On the surface, bail appears to be pretty simple. If you are charged with a crime, the court requires an amount of money as a guarantee you’ll show up for trial. If you have the money it’s a minor hassle. However, if you don’t, you face some serious choices: stay in jail to await trial; or plead guilty and hope for the best. If convicted, you will likely face barriers to employment and housing and may need public assistance for decades.
This system benefits the affluent and harms the poor. Defendants with financial resources post bond and go on about their lives, even those facing serious charges. Those who can’t afford bail end up paying instead with time behind bars. Awaiting trial in overcrowded jails, inmates are routinely exposed to violence, filth and disease. This affect all defendants, regardless of actual guilt, and only increases the odds of their someday returning.
Reformists advocate switching from bail to pretrial screening programs for low risk defendants, including individuals too poor to post bond, with no prior convictions and not considered a flight risk. Defendants are instead released back into the community under supervision, where they could prepare for court, return to their jobs and families. Releasing such individuals would not jeopardize public safety but reduce overcrowding and public defender caseloads. Some organizations have taken creative steps until such reforms occur. The Bronx Freedom Fund established in 2013 has helped hundreds of defendants post bail. 97% of the defendants they’ve helped have appeared for all scheduled court dates.

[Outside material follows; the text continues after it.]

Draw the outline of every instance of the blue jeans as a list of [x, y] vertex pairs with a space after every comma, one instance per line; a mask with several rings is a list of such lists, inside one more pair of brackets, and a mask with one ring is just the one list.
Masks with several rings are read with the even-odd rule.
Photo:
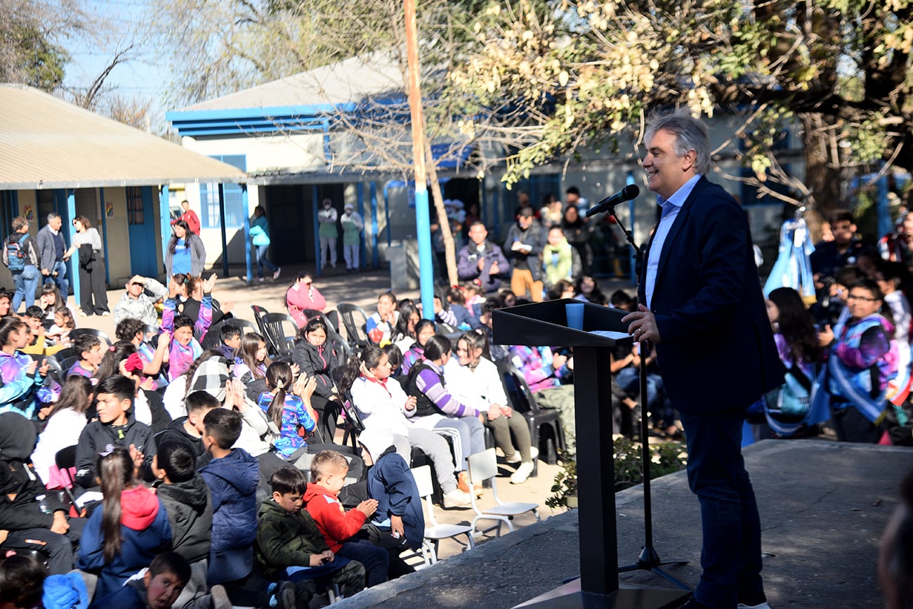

It’s past time to rethink our approach to criminal justice both locally and across the nation. New York has the most expensive system costing taxpayers $60,000 a year per inmate. Dutchess County is set to expand our jail and sheriff’s office at a cost of $192 million making it the largest capital project ever undertaken by the County, nearly tripling our debt.
There are no shortage of reasons to think differently about bail. Common sense reforms would improve public safety, reduce recidivism, protect civil rights, and save millions. It’s time to be selective about who gets locked up. Let’s not put anyone in jail unless the only option we have left as a community is to put a person in a cage. For too many, the time for bail reform was yesterday.